Thursday, June 12, 2008

Approximation in the Web World

In a recent Coding Horror article on the Wide-Finder 2 project, it dawned on me that there is Another Way to solve I/O-limited Top 10 URL problems and generate a faster log analyzer: approximate.

As a Physicist, I know that not only is an approximation frequently perfectly adequate, in many scenarios is it more valuable to have a good, quick answer than a perfect, slow one. Imagine if Google really searched the whole of its multi Petabyte index just for your lolcats query.
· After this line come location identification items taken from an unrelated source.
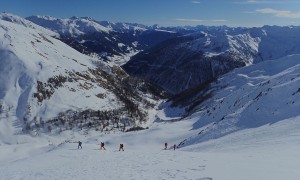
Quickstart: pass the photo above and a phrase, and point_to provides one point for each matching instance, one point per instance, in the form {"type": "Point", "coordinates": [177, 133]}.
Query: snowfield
{"type": "Point", "coordinates": [238, 148]}
{"type": "Point", "coordinates": [247, 130]}
{"type": "Point", "coordinates": [261, 153]}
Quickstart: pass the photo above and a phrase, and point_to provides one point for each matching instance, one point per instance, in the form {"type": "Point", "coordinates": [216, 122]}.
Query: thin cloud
{"type": "Point", "coordinates": [200, 20]}
{"type": "Point", "coordinates": [196, 2]}
{"type": "Point", "coordinates": [279, 13]}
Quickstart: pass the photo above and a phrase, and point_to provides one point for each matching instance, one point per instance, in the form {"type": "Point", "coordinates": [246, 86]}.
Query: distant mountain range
{"type": "Point", "coordinates": [197, 58]}
{"type": "Point", "coordinates": [46, 85]}
{"type": "Point", "coordinates": [69, 69]}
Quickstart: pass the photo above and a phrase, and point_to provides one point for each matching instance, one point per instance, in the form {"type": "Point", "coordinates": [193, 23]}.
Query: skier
{"type": "Point", "coordinates": [102, 146]}
{"type": "Point", "coordinates": [121, 147]}
{"type": "Point", "coordinates": [79, 144]}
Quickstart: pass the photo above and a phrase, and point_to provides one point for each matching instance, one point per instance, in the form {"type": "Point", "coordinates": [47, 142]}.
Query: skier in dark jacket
{"type": "Point", "coordinates": [121, 147]}
{"type": "Point", "coordinates": [79, 144]}
{"type": "Point", "coordinates": [102, 146]}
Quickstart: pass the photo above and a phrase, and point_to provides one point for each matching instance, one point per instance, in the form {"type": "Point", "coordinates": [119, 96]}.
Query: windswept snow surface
{"type": "Point", "coordinates": [253, 154]}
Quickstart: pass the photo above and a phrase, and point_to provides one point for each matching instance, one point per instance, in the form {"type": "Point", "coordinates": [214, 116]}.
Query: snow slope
{"type": "Point", "coordinates": [252, 97]}
{"type": "Point", "coordinates": [73, 26]}
{"type": "Point", "coordinates": [248, 155]}
{"type": "Point", "coordinates": [42, 78]}
{"type": "Point", "coordinates": [247, 144]}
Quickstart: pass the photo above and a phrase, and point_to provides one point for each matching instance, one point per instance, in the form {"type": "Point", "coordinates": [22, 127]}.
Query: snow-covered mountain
{"type": "Point", "coordinates": [257, 139]}
{"type": "Point", "coordinates": [44, 82]}
{"type": "Point", "coordinates": [254, 97]}
{"type": "Point", "coordinates": [200, 57]}
{"type": "Point", "coordinates": [114, 42]}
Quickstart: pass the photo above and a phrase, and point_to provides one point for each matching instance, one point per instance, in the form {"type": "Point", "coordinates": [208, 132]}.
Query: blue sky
{"type": "Point", "coordinates": [166, 12]}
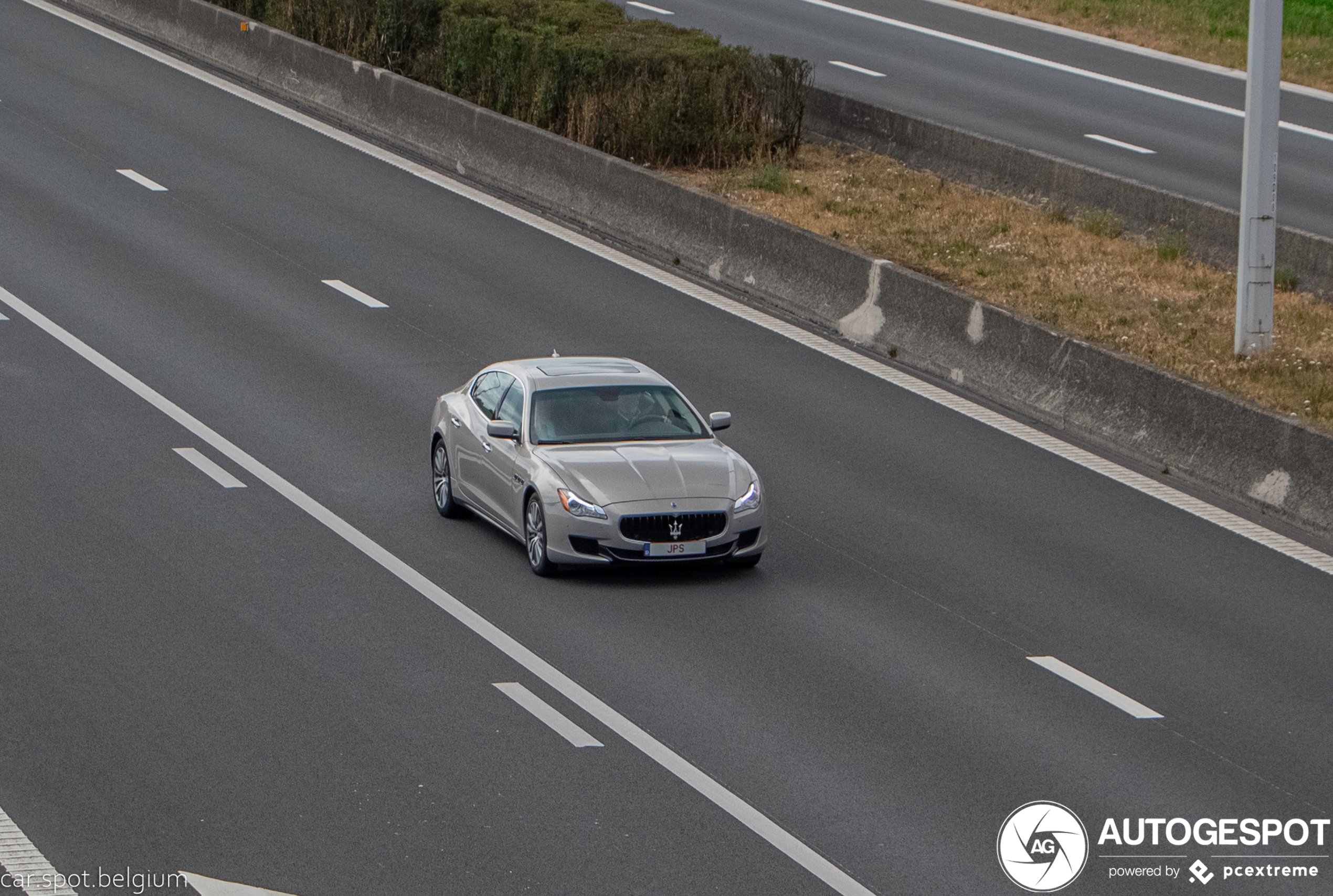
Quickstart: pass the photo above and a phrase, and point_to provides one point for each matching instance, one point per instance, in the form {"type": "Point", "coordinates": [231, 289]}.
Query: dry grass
{"type": "Point", "coordinates": [1075, 275]}
{"type": "Point", "coordinates": [1213, 31]}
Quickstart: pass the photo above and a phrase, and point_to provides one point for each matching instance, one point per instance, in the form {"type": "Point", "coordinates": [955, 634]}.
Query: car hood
{"type": "Point", "coordinates": [644, 471]}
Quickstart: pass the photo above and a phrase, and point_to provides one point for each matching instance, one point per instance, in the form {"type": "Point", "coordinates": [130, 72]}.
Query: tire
{"type": "Point", "coordinates": [535, 538]}
{"type": "Point", "coordinates": [744, 563]}
{"type": "Point", "coordinates": [442, 481]}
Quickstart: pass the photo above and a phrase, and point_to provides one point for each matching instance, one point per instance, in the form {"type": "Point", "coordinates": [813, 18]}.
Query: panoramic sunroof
{"type": "Point", "coordinates": [576, 366]}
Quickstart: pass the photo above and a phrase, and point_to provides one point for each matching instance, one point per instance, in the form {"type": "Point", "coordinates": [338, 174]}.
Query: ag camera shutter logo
{"type": "Point", "coordinates": [1043, 847]}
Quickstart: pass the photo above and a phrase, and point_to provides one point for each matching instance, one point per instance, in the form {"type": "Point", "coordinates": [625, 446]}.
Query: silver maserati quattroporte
{"type": "Point", "coordinates": [595, 461]}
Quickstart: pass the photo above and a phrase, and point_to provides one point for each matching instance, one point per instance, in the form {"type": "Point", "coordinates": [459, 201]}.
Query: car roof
{"type": "Point", "coordinates": [563, 372]}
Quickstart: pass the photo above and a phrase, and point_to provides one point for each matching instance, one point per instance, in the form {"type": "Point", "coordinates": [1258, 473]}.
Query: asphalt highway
{"type": "Point", "coordinates": [1195, 151]}
{"type": "Point", "coordinates": [207, 679]}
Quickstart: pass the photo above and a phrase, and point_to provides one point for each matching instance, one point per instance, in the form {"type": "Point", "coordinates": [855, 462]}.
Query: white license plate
{"type": "Point", "coordinates": [673, 548]}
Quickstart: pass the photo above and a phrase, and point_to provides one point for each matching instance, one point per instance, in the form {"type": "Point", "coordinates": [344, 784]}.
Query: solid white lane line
{"type": "Point", "coordinates": [143, 182]}
{"type": "Point", "coordinates": [552, 718]}
{"type": "Point", "coordinates": [1122, 144]}
{"type": "Point", "coordinates": [1203, 510]}
{"type": "Point", "coordinates": [371, 302]}
{"type": "Point", "coordinates": [30, 870]}
{"type": "Point", "coordinates": [858, 68]}
{"type": "Point", "coordinates": [562, 683]}
{"type": "Point", "coordinates": [1094, 686]}
{"type": "Point", "coordinates": [1059, 67]}
{"type": "Point", "coordinates": [1122, 46]}
{"type": "Point", "coordinates": [219, 475]}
The Wide Finder 2 problem is that you have a very large dataset, out of which you want to retrieve the top 10 URLs. Most of the discussion seems to centre on which language to use, and how to parallelise the code.

A fast start
Suppose you've created something clever that uses:
  • a thread to read in the dataset and pile it sequentially into chunks of N megs of memory
  • a batch of threads that do an initial match but not perfectly - making an unsorted statistic for each chunk, idling if there is nothing to process
  • a third batch that sorts these chunks and atomically integrates the result into a main list
Then you tidy up at the end.

But the problem will still be I/O-limited. This is what happens with supercomputers - you just convert a compute-limited problem into an I/O-limited one.

A clever approximation
Although it's not in the spirit of the original project (it doesn't 'mimic' the original script), in many ways adding an approximation speedup is exactly what people need here. It makes the resulting numbers slightly worse in order to make the speed a lot better. No, I know, speed isn't the most important thing when processing log files. But this is a project centred on speed, so adding this dimension might make people think a bit harder. So what's the idea?

Skip most of the data.

The statistics (think pareto, normal distribution, etc) will tell you that for a popular site, a small proportion of the articles will absorb most of the hits. Hence the top 10 list. So we can make use of that by reading a sequential chunk of data, then skipping a big chunk, and repeating. If we simply modify that first thread in this way, we can (with a bit of experimentation) skip a large proportion of the file. The only requirement is that the statistics on the combined selection we do read give the same top 10 as the dataset as a whole.

Monte Carlo log file analysis

If we take the Monte Carlo approach, and randomly decide how much of the file to skip, we can simply keep reading chunks of the file (scanning back to the beginning if necessary) until the top 10 list stops changing. Note that we may be encountering new files, we may be adding more to the statistics of the top ten, but all we need are the right 10 in the right order.

One of the beauties of Monte Carlo methods is that they parallelize superbly. By throwing determinism out the window and letting the sizes of the chunks we read, the sizes of the sections we skip and the decision to quit probabilistic, each thread can run independently. I run until I stop seeing changes, then I decide to quit. The only inter-thread communication becomes getting the data to process. We can use multi-core friendly while loops rather than incrementing shared integers, or waiting a number of steps to read/quit.

So there you go. Physics methods applied to log file analysis; approximation in the Web World. Remember, Google are smart, and they give you approximate answers: "Results 1 - 10 of about 26,900,000 for kittens".


Paddy3118 said...

Nice one!
But each parallel access to the file is going to hit I/O so why not have one process randomly sampling the file.

Do we need to always seek forward in the file or can we randomly seek for a record to process?

Needs some experimentation methinks!

- Paddy.

Phil H said...

One process was what I was aiming for - hence the 'one thread' as the first in the initial version.

I suspect that seeking forward would be faster - that way the read head is doing the least complicated thing (although I am very hazy on what is fast or slow for a hard disk).

Randomly seeking for a single record would add more overheads because of the seek time and disk buffering. It needs to have time to get to the full streaming speed, then skip past enough of the file to offset the new seek time. If the seek time is 10ms, and the disk reads at some 50MB/s, then the seek time will cost you something like 0.5MB.

Then there is the buffering delay - usually disks have a buffer of 8MB or so, so it makes sense to pull this much data at once, then skip ahead. Hopefully with command queueing and speed matching, the hard disk's built in cleverness would be fully employed.

Experimentation definitely a good thing.